Psyche sighs. “Yes, I suppose we are. I’ve got more than enough. So has the rest of Olympus.” All the quiver is gone from her voice, her fear tucked away as if it never existed, leaving only cold calm and steely determination in its place. She reaches into the flower bed and extracts a phone from the space behind her. She holds it up to her face, and just for a moment, the calm flickers and she gives a trembling smile. “So, you see, everything is not okay. It’s not okay at all. Aphrodite wants to kill me and frame my husband.”
Aphrodite’s jaw drops. “You’re livestreaming us.”
“One hundred thousand viewers and counting. Before the end of the day, all of Olympus will have heard you confess to trying to kill me.” Psyche’s trembling smile goes sharp. “Sharks aren’t the only predators in the ocean, Aphrodite.”
Holy fuck. Holy fuck. There will be no sweeping this under the rug, no pretending it never happened. She’s just paved the way for a bloodless changing of power with the title Aphrodite; there’s no way my mother will retain the role after this. Relief makes me giddy. “It’s over. There’s no coming back from this. It’s finally over.”
“It’s not over until I say it’s over!” Aphrodite turns fully to face Psyche, her expression going ugly and hateful. “If I go down, you’re going down with me!”
“No!” I sprint forward, moving faster than I ever have. Even as I do, I know I won’t be fast enough. There’s too much distance between me and Aphrodite, too little distance between her finger and the trigger.
I don’t count on Psyche.
She surges up, grabbing Aphrodite’s wrists and shoving them up toward the sky as the gun goes off. She stomps on my mother’s foot and yanks the gun from her hands, flinging it in the opposite direction. Aphrodite curses, but Psyche shoves her to the ground. The whole thing took two seconds.

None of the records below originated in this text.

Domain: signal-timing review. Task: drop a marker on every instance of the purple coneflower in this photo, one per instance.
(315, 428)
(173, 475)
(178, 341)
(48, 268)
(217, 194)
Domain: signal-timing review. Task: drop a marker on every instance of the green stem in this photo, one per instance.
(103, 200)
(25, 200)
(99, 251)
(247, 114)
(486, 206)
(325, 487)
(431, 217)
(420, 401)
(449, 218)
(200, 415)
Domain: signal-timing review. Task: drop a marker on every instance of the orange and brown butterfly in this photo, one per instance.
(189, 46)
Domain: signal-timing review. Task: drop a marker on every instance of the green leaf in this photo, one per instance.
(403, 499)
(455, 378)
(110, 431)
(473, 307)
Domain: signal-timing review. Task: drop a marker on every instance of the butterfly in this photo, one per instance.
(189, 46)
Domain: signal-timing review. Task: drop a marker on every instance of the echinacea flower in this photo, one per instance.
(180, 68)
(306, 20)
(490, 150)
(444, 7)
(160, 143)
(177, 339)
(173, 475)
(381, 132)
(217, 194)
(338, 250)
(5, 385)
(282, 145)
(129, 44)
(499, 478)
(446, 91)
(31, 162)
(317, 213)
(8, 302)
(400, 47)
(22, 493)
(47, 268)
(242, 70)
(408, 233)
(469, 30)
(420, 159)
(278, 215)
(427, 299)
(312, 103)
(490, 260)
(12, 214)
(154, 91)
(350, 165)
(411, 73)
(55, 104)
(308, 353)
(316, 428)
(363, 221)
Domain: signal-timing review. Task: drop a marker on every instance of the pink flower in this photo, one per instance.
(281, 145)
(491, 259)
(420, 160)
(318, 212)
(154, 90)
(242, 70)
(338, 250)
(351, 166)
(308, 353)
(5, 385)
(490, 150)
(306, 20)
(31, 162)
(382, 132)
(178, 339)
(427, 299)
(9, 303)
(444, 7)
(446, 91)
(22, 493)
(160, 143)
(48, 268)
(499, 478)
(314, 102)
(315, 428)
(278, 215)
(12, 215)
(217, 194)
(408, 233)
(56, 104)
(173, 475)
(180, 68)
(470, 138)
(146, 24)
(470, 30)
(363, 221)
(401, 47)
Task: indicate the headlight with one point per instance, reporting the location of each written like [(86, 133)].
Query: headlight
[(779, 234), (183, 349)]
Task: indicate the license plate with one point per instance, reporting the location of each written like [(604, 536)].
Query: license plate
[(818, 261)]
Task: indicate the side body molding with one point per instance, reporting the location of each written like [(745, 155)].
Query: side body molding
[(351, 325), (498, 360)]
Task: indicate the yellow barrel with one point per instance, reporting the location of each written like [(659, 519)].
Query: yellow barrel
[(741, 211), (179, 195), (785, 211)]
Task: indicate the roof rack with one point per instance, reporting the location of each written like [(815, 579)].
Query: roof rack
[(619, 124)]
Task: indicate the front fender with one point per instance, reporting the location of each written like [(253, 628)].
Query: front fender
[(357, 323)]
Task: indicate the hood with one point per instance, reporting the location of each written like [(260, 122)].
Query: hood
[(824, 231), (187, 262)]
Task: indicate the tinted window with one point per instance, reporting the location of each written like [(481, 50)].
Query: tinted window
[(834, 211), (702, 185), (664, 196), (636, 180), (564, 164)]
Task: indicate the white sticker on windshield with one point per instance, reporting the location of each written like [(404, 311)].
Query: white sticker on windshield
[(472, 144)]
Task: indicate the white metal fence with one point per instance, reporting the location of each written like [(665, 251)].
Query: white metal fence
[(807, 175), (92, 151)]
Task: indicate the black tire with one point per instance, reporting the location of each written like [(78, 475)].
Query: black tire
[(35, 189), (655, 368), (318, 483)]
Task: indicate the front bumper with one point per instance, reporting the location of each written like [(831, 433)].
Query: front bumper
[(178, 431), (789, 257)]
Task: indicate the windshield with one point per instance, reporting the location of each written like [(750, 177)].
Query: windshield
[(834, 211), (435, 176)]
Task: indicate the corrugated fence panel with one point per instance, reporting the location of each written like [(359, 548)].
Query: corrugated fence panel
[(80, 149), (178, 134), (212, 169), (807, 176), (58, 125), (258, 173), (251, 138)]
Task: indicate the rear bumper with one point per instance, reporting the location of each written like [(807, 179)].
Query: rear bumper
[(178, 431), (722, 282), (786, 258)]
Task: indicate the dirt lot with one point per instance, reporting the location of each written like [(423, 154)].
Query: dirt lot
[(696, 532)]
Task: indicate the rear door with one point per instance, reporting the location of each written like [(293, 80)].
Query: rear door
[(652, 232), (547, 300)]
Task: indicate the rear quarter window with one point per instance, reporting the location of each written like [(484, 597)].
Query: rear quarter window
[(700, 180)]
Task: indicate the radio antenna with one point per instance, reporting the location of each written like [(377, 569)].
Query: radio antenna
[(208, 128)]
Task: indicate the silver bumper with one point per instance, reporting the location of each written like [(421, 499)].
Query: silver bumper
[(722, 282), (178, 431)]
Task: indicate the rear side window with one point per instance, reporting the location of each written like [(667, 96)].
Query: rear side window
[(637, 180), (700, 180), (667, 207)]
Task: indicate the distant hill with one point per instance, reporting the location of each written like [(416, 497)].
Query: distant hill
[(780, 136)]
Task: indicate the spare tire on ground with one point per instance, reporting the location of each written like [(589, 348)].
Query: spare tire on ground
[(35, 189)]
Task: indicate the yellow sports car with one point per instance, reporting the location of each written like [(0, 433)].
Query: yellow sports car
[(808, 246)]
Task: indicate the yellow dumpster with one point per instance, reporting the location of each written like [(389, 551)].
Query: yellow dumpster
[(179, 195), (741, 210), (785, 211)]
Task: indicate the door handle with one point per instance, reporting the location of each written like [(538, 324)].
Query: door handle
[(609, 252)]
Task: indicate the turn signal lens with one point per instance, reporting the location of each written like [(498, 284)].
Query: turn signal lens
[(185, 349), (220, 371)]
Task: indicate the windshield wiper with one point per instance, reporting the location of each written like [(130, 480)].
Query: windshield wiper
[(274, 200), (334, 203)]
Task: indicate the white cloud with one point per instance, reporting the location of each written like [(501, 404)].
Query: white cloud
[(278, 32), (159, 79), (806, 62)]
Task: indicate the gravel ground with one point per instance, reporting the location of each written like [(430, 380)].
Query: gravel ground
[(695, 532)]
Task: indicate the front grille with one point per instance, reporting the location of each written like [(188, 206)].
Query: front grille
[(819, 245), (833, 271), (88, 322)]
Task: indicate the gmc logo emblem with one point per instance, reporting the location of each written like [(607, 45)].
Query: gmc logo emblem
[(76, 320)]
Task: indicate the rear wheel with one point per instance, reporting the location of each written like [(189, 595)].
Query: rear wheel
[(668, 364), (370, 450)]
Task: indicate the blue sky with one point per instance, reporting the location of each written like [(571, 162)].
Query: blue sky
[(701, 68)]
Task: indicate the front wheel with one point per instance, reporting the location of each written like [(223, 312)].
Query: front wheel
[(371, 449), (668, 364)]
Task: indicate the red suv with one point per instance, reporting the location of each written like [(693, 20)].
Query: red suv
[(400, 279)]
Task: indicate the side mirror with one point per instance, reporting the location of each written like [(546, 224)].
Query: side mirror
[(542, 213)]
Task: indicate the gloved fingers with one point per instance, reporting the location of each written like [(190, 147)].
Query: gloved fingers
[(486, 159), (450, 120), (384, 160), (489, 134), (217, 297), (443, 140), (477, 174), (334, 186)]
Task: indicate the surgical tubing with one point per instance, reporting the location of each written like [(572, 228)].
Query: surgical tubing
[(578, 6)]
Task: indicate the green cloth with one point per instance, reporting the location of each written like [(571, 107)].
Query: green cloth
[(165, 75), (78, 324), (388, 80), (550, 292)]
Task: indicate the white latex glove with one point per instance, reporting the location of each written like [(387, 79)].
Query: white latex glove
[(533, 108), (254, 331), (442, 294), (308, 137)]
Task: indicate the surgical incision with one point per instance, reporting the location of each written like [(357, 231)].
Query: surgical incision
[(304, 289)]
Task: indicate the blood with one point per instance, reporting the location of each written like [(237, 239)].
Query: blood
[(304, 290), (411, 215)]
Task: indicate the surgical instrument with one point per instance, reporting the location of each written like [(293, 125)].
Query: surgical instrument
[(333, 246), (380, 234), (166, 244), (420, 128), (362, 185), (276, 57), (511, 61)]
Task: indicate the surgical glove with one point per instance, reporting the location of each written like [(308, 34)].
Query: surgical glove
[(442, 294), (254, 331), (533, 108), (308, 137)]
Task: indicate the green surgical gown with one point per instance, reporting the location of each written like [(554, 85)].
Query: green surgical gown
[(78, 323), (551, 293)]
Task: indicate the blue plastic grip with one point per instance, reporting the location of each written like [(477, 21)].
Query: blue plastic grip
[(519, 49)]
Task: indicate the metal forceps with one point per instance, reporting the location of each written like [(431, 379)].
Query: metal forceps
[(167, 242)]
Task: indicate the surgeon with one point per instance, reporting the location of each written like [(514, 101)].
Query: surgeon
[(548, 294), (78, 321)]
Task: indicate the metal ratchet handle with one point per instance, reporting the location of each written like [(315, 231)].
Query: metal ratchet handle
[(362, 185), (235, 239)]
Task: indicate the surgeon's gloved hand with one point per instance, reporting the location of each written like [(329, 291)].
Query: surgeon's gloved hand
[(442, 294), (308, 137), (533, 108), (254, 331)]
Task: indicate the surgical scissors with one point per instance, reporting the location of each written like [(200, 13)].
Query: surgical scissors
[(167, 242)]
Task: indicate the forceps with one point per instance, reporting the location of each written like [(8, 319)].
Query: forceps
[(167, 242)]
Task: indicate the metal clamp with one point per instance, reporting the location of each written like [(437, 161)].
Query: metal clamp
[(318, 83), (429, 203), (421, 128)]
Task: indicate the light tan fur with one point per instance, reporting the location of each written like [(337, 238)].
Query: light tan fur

I grab Psyche and pull her into my arms. I know she didn’t get shot, but I can’t help searching her body for wounds despite that. “Are you hurt?”
“I’m fine. I’m safe. We’re both safe.”
“Thank fuck.” I point down at my mother, currently trying to sit up. “Do not move.”
In the distance, sirens sound. Psyche presses her forehead to my chest for a long moment and then moves away. “Now, it’s time for the final act.”